Yuri Cardoso finalizou citando o Papa Leão XIV: “Não tenham medo. Aceitem o convite da Igreja e de Cristo Senhor. Vale a pena dar a vida por Jesus”. E concluiu com palavras inspiradas no bispo Tom Henrique Soares da Costa: “Senhor, que eu empregue a minha vida numa causa que vale a pena”.
Também participou do encontro o centralista Henrique Cardoso, da Paróquia Nossa Senhora da Conceição de Ferradas, que falou sobre a vocação sacerdotal como resposta de amor. Em sua reflexão, Henrique destacou que a vocação nasce do coração sacerdotal de Jesus, instituído na Última Ceia. “É um chamado que ecoa dentro de nossa Igreja. Jesus continua a nos chamar, e espera de nós uma resposta”, afirmou.
Ele explicou que a vocação não se limita aos apóstolos e que o chamado de Deus continua vivo nos corações. “O amado nos chama para amar. O Senhor nos chama para nos entregar a Ele. É preciso escutar a voz do Senhor”, disse. Usando o exemplo do profeta Samuel, Henrique reforçou a importância de estar atento ao chamado de Deus, mesmo quando ainda não O reconhecemos. “Fala, Senhor, que o teu servo escuta. Assim devemos ser, cada um de nós. O Senhor deseja falar contigo, jovem. E você, o que está esperando para responder?”.

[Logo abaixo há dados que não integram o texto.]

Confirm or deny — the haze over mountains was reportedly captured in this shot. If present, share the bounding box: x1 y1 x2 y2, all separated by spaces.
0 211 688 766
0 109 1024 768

A celebração eucarística encerrou o encontro às 16h45 e foi presidida pelo padre Ubiratã Tibúrcio, assessor eclesiástico da Pastoral dos Coroinhas e pároco da Paróquia Senhor do Bonfim, em Jussari. Concelebraram os padres Murilo Reis, da Paróquia Bom Jesus de Itapé, Diego Americano, da Paróquia Nossa Senhora da Piedade, no bairro Maria Pinheiro, e Gilvan Oliveira, pároco da Catedral de São José. No início da missa, os fiéis fizeram o sinal da cruz e o padre demonstrou alegria com a presença expressiva dos coroinhas, destacando que a celebração marcava também o início do Mês Vocacional.
O Portal Católico acompanhou toda a programação e entrevistou o padre Ubiratã Tibúrcio, que reforçou o sentido do encontro. “Organizamos esse jubileu para os coroinhas, cerimoniários, vocacionados e seminaristas da nossa diocese, justamente para nos reunir como comunidade de fé. Vieram caravanas de várias paróquias e contamos com a presença de parte do nosso clero. É um momento bonito de renovação da nossa fé e de demonstração de que a nossa Igreja continua viva em seu serviço.”
O sacerdote também falou sobre a importância do evento para os jovens. “Desde cedo podemos e devemos nos entregar ao serviço de Deus. É muitas vezes a partir do serviço como coroinhas e cerimoniários que nasce o chamado vocacional para a vida religiosa”, concluiu.